Set against the backdrop of George Orwell’s 1984, a favorite of Grigory’s that was banned and burned under Stalin, the film employs effective use of doublethink. In the beginning, Grigory is a co-conspirator perpetrating deceit on a global scale. He has always been complicit in state-sponsored doping as head of the lab. However, through the lens of context and circumstance, Grigory is reimagined as a heroic whistleblower. He has always been plagued by guilt and wants expose the criminal conspiracy. By playing with the dystopian plot of 1984, Bryan challenges and reverses the viewer’s own understanding of truth versus fact, especially when it comes to Grigory’s complicity in this criminal conspiracy. And just like that, what we thought of Grigory is called into question. As we see him grappling with the sudden and mysterious death of a dear colleague, we (along with him) are forced to reckon with the full scale of what he has done and the imminent danger he is in.
Like the novel, Icarus — nominated for Documentary Feature at next month’s Academy Awards and now streaming on Netflix — makes the distinction between truth (the actual issues and circumstances of an event) and fact (what are believed to be the issues and circumstances of an event) and then explores the social-political-ethical-moral nuances of the manipulation of facts in order to control individuals and societies for political gain. In archival footage, Putin weaponizes “doublethink” as he advocates for justice independent from politics, his every word eerily resounding like an indication of and misdirection from the 2016 election meddling to come.

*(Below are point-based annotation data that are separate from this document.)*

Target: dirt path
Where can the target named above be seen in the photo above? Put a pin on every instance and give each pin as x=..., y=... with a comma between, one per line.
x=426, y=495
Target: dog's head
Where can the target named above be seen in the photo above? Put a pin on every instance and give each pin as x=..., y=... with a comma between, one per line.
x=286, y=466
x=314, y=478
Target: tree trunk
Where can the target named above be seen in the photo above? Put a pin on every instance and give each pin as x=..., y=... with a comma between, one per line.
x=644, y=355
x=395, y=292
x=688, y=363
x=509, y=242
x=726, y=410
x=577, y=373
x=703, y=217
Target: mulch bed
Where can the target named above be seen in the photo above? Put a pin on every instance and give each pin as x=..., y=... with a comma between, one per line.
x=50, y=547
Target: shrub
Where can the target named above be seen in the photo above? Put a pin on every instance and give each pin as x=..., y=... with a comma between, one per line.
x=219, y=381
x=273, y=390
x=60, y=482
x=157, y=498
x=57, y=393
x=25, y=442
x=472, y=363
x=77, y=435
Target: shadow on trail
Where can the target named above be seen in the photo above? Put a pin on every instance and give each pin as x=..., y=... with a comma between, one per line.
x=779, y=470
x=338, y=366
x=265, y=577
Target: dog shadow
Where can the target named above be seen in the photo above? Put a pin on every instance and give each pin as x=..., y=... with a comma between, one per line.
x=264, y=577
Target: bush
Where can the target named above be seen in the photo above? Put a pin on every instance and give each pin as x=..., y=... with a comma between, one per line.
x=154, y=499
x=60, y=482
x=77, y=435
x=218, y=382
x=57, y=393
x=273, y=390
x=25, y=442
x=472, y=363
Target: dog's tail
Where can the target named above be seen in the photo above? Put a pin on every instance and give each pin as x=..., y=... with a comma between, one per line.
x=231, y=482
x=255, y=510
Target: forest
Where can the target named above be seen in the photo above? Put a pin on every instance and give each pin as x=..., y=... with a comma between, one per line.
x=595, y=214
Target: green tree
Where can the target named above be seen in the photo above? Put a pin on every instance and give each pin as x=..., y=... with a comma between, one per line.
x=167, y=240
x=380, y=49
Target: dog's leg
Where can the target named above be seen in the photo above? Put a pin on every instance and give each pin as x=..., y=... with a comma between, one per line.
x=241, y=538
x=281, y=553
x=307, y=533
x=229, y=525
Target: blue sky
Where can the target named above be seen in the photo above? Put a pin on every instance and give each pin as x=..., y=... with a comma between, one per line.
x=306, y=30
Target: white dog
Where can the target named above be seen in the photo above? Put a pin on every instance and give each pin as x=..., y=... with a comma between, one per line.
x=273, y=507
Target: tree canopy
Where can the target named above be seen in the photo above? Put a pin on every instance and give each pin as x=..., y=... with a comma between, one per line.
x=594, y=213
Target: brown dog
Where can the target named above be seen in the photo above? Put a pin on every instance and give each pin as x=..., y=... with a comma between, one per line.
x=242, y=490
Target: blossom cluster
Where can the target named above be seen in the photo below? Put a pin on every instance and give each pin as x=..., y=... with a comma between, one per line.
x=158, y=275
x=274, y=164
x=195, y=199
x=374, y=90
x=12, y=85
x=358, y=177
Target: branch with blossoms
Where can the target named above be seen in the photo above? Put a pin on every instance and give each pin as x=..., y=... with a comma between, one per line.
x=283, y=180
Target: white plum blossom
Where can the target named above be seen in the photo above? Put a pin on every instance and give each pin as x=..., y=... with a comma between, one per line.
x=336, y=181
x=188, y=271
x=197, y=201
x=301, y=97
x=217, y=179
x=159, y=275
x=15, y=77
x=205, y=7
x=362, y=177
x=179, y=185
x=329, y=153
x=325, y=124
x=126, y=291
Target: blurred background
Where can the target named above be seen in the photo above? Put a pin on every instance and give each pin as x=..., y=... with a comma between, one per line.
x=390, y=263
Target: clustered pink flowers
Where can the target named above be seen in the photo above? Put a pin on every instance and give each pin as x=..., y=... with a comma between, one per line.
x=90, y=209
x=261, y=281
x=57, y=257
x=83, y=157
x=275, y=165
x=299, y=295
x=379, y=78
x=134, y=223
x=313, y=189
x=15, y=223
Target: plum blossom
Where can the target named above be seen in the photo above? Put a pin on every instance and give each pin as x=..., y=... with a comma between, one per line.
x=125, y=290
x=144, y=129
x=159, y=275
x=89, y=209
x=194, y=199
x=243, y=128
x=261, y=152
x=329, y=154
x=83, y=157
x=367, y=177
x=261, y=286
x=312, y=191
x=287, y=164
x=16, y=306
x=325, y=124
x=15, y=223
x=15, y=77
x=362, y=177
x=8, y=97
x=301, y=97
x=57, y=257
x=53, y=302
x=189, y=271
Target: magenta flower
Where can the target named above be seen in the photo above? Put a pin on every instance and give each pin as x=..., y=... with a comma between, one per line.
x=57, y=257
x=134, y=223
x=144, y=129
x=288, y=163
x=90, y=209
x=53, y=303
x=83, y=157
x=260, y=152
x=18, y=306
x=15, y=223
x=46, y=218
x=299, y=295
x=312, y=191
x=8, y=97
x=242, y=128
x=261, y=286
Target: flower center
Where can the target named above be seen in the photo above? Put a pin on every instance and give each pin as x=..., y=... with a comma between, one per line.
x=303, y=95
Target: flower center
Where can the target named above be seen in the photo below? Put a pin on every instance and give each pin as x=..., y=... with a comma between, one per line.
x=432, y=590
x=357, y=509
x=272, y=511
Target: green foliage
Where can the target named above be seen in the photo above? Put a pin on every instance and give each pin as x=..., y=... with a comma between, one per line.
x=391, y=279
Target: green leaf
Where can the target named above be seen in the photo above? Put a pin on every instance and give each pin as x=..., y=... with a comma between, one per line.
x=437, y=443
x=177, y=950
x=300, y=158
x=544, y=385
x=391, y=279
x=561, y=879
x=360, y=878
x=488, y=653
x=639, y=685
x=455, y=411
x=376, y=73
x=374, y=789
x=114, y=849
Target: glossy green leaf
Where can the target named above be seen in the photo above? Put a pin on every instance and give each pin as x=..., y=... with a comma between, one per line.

During one talking head, former WADA president Dick Pound questions, “Why would I watch an event that’s fixed?” In a way, Fogel sees this as a directive, a challenge. Traditionally, documentary is a fixed event. The information is already out in the world, existing for all to know. Despite these constraints or perhaps because of them, Fogel crafts a suspenseful thriller from this presently occurring and prescient scandal. By filming contemporaneously and following each twist and turn in the story, Fogel proves that people don’t watch for displays of excellence or meritocratic victories. We tune in for the drama.
Speaking of which, the film’s title, Icarus, is one of dramatic irony. Mixed metaphors aside, if Grigory is not Orwell’s Winston, then the Russian Federation is certainly not Icarus. All evidence (and Grigory’s testimony) pointed to a longtime conspiracy of state-sponsored cheating. WADA confirmed such findings in its investigation, only to have the Olympic Committee ignore its retaliatory recommendations, and allow Russian athletes the opportunity to compete in Rio. The Russians did not tragically suffer failure at the hands of hubris. They got away with it. While poor Icarus, having ignored his father’s prognostications, flew too close to the sun and died of his own over-ambition. With his excellent and ambitious documentary, Fogel narrowly avoids the sun and such a fate.